Es justamente sedimento lo que pide y ofrece la poeta chilena Verónica Zondek (Santiago, 1953) en el libro titulado Sedimentos, recientemente publicado por la colección Trasatlántica de Amargord y en el que se recogen dos de sus obras más destacadas: El hueso de la memoria y Vagido. La primera fue publicada en Buenos Aires en 1988 y 1995 por Último Reino, y más recientemente reeditada en Santiago en 2011 por Editorial Cuneta. Vagido ha recorrido tres países, Colombia, Argentina y Chile, antes de esta publicación española (Museo Rayo, Roldanillo, Ediciones Embajale, 1990; Buenos Aires, Último Reino, 1991; y Santiago, Alquimia, 2014).

¿Será esencia, médula, hueso lo que pide El hueso de la memoria? Dividido en cuatro partes, transita los dolorosos meandros de la historia reciente a través de un lenguaje que aspira a re(anudar) su condición medular. Escrito a partir de 1984, en que Zondek regresa a Chile, es en sus propias palabras “mi manera de enfrentar lo que sentía en relación a cómo se manejaba el poder en esa época. Fue mi manera de entender la forma en que la Dictadura lo ejercía”.
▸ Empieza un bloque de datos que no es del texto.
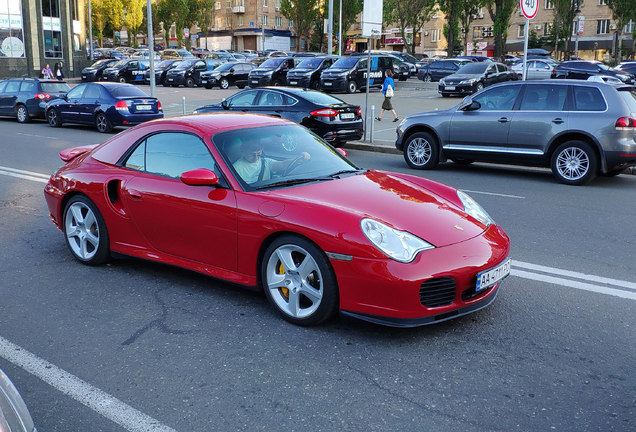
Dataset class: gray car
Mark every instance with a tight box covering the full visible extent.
[395,80,636,185]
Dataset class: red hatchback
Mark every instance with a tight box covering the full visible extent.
[45,114,510,327]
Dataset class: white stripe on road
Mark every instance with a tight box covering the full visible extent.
[0,336,176,432]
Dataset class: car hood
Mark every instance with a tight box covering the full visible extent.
[272,170,487,247]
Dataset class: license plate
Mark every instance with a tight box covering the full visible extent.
[475,258,512,292]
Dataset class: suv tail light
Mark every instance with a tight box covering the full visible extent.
[615,117,636,130]
[115,101,128,111]
[309,108,338,117]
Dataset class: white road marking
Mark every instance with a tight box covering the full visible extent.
[0,336,177,432]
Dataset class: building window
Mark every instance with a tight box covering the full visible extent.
[42,0,62,58]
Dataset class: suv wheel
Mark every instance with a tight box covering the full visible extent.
[404,132,439,169]
[550,140,598,186]
[15,104,31,123]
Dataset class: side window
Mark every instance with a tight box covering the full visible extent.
[574,86,606,111]
[84,85,102,99]
[66,84,86,99]
[124,132,219,179]
[473,85,521,111]
[20,81,35,92]
[229,90,259,107]
[520,84,567,111]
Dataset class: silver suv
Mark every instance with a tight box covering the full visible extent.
[395,80,636,185]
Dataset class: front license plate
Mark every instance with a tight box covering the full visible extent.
[475,258,512,292]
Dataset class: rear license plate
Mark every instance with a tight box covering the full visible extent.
[475,258,512,292]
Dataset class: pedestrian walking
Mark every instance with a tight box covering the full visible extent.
[375,69,400,122]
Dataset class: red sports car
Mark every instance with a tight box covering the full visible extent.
[44,114,510,327]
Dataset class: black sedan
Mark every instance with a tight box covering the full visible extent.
[46,83,163,132]
[438,62,517,97]
[194,87,364,147]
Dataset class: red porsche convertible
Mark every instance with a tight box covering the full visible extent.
[44,114,510,327]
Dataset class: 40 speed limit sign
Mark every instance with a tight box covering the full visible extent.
[520,0,539,19]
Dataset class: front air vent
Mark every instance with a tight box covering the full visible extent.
[420,277,455,307]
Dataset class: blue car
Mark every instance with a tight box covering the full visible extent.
[46,82,163,133]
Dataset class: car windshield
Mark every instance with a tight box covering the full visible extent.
[106,84,150,98]
[260,57,286,69]
[455,62,489,75]
[296,58,322,69]
[41,83,71,93]
[331,57,359,69]
[212,124,360,191]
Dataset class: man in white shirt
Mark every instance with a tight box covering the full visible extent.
[234,141,311,184]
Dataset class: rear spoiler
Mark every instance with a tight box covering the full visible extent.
[60,144,99,162]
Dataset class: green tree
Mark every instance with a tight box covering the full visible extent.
[280,0,319,51]
[382,0,435,55]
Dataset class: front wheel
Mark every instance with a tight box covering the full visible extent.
[261,235,338,326]
[550,140,598,186]
[404,132,439,169]
[64,195,110,265]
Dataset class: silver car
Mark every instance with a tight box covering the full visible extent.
[395,80,636,185]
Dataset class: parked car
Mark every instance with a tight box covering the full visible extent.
[320,55,393,93]
[46,82,163,133]
[82,59,118,82]
[102,59,150,83]
[0,78,71,123]
[248,57,300,87]
[417,59,471,82]
[510,60,555,79]
[287,56,338,90]
[163,59,221,87]
[551,60,636,84]
[395,80,636,185]
[194,87,364,146]
[438,62,517,97]
[201,62,256,89]
[44,114,510,327]
[144,59,184,85]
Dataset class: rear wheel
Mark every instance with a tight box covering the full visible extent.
[550,140,598,186]
[404,132,439,169]
[261,235,338,326]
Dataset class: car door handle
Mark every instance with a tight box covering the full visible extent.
[128,189,142,199]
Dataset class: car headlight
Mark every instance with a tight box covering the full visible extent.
[457,190,495,226]
[360,218,435,263]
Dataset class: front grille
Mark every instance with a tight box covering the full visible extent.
[420,277,455,307]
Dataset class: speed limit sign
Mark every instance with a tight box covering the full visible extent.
[520,0,539,19]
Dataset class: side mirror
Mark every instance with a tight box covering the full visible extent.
[179,168,219,186]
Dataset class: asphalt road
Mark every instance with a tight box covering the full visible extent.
[0,88,636,432]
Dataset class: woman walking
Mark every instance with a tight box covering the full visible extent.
[375,69,400,122]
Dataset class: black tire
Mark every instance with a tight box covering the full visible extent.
[62,195,110,265]
[260,235,339,326]
[550,140,598,186]
[46,108,62,127]
[95,113,113,133]
[404,132,439,169]
[15,104,31,123]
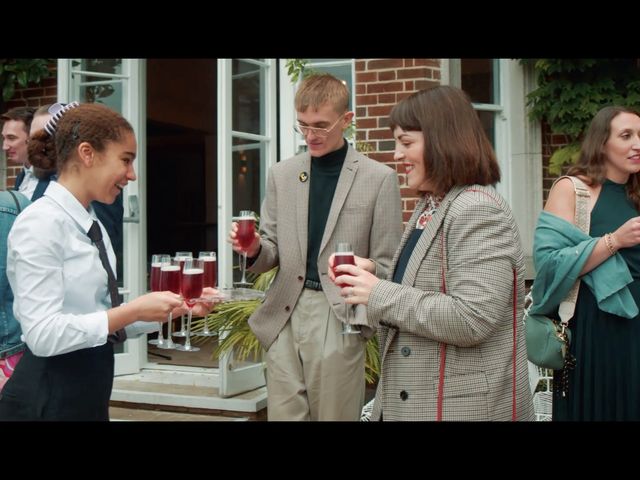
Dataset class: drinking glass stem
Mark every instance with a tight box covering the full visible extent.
[184,307,193,350]
[158,322,164,345]
[164,312,176,348]
[240,251,247,283]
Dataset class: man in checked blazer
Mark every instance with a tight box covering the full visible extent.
[229,75,402,421]
[335,86,533,421]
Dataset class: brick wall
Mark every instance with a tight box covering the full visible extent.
[355,58,441,222]
[0,63,58,189]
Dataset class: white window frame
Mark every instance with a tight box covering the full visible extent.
[448,59,542,279]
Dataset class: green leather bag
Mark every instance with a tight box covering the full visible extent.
[525,315,571,370]
[524,177,591,370]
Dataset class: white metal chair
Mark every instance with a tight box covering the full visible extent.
[529,362,553,422]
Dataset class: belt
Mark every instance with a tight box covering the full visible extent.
[304,280,322,290]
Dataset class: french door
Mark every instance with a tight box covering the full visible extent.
[218,58,277,397]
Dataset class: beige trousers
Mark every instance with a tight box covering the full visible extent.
[266,289,366,421]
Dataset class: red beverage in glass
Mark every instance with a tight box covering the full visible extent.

La primera parte, titulada “La miseria del ojo”, establece una característica central del libro en su conjunto: la importancia que adquieren los aspectos visuales, en particular el empleo de las mayúsculas en versos concretos para resaltar y construir un relato paralelo, a la vez que El hueso de la memoria se organiza como un conjunto de fragmentos, de pedacitos verbales, de partes irregulares y ariscas que se van sucediendo sin más transición que el espaciado en blanco. Semejante disposición tipográfica da cuenta de partículas pulverizadas, molidas hasta su hueso, de las que queda un regato de palabras diseminadas, gotas casi resecas que sin embargo, en su precariedad, permiten recuperar la plena noción del sentido:

El color aúlla.
LAS CALLES AÚLLAN.

El río bermejo aúlla.
El sin borde color
LOS PIES DESAPARECIDOS.

Así los versos, a veces de una sola palabra, son contundentes en su estrechez, su despojada o tajada condición: “CON FUERZA ME CLAVO / y de la tierra no // NO / ME / MUEVES”.

“En carne viva”, la segunda parte del libro, otorga palabras para lo que se escamotea, lo que no hace presente, la figura que va mostrándose a través de procesos metonímicos y que finalmente es nombrada en su dolor mayúsculo: PRISIONERA. Se hacen audibles aquellos términos que en su estereotipación violentan los cuerpos, especialmente el cuerpo de la mujer, controlado social y culturalmente y situado en términos heterotópicos: su vientre como cárcel, como signo que es condena, que es atributo desgastado por la historia

JUEGO Y ME ENROLO AL EJÉRCITO DE VÍRGENES
JUEGO Y SOY UN EJÉRCITO DE PUTAS


En ese sentido, Zondek revisa aquellas zonas de sentido en las que la historia cultural ha situado a las mujeres —vientre, hilo, efigie— para explicitar de modo contundente la posibilidad de decir y ser dicha desde otros lenguajes.

El yo poético es trago de roca, trago de polvo, novia inocente… Encarnadura de roles y de máscaras que da pie a la tercera parte, “El placer de la máscara”, en la que van desenvolviéndose variaciones sobre un mínimo de elementos que se concatenan y de modo rugoso, a veces bronco, apelan a nuevos elementos. Hueso, catedral, máscara o gusano componen una frase rota, reconfigurada una y otra vez hasta el límite o frontera que es la extenuación de su sentido, y en la que se abre la fisura que permite construir un sentido otro: “Olvido mi yo mujer”, “Salvaje soy sin la máscara”, “Puedo restituir el inicio”.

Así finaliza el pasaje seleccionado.